Anti-choice groups have increasingly attempted to mask their agenda to eliminate women’s access to legal abortion by pushing for incremental restrictions on abortion access. Although these restrictions can appear to be minor, in aggregate they serve to cut off abortion access for low-income women and those in rural areas, while simultaneously setting up legal challenges to Roe.

A reminder of what the total criminalization of abortion might look like for the United States can be seen in Ireland, which prohibits abortion except in dire cases where it is necessary to save the life of a pregnant woman. Even in those cases, the system is not always failsafe, as seen in the case of Savita Halappanavar, an woman who died in an Irish hospital after being denied a lifesaving abortion during a miscarriage. An Amnesty International report this year found that since the procedure is not available legally in Ireland, at least 4,000 women and girls travel each year to England and other countries to obtain safe and legal abortion. Women who needed abortions for medical reasons in Ireland reported harrowing experiences as their doctors, afraid of running afoul of the law, waited for their health to deteriorate enough to legally allow the procedure.

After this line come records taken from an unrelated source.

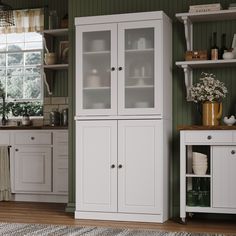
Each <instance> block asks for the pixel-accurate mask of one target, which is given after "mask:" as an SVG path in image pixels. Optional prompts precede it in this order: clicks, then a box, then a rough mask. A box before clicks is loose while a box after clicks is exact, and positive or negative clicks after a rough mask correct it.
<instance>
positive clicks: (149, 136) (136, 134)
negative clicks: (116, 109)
mask: <svg viewBox="0 0 236 236" xmlns="http://www.w3.org/2000/svg"><path fill="white" fill-rule="evenodd" d="M118 132H119V135H118V143H119V152H118V167H119V168H118V193H119V194H118V201H119V202H118V211H119V212H127V213H128V212H129V213H151V214H152V213H154V214H158V213H159V212H160V206H161V201H162V199H161V194H162V191H161V189H162V188H161V181H162V177H161V176H162V164H161V163H162V156H163V154H162V151H161V149H162V147H161V145H160V143H161V139H162V137H163V136H162V121H160V120H159V121H157V120H155V121H154V120H138V121H137V120H136V121H134V120H124V121H118Z"/></svg>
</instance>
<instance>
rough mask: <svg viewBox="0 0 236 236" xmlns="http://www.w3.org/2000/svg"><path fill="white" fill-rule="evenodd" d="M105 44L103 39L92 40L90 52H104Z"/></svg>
mask: <svg viewBox="0 0 236 236" xmlns="http://www.w3.org/2000/svg"><path fill="white" fill-rule="evenodd" d="M105 46H106V43H105V40H104V39H94V40H93V41H92V43H91V51H95V52H96V51H105V48H106V47H105Z"/></svg>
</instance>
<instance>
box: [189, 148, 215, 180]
mask: <svg viewBox="0 0 236 236" xmlns="http://www.w3.org/2000/svg"><path fill="white" fill-rule="evenodd" d="M210 169H211V168H210V146H198V145H194V146H189V147H188V149H187V159H186V174H194V175H198V176H199V175H200V176H205V175H210Z"/></svg>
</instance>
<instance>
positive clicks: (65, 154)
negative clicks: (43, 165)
mask: <svg viewBox="0 0 236 236" xmlns="http://www.w3.org/2000/svg"><path fill="white" fill-rule="evenodd" d="M53 191H54V192H56V193H60V194H67V193H68V143H67V144H63V143H60V144H58V145H57V146H56V147H54V153H53Z"/></svg>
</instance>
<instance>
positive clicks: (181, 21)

As anti-choice activists cut off access to abortion services, some women in the United States face long, expensive journeys to obtain a safe abortion, even as the service remains legal. A Texas anti-choice law that was recently upheld by a federal court threatens to shut down most of the state’s abortion clinics, leaving three-quarters of Texas women at least 200 miles from the nearest abortion provider. That means that although abortion is still legal in the United States, a Texas woman might face a journey much longer to obtain an abortion than, say, an Irish woman traveling from Dublin to Liverpool for the same purpose.

These coordinated attacks by anti-choice groups seeking to villify abortion providers aren’t just attempts to convince individual women not to seek abortions. They are part of an effort to provide public-opinion cover for laws that endanger women by cutting off access to a wide range of medical care.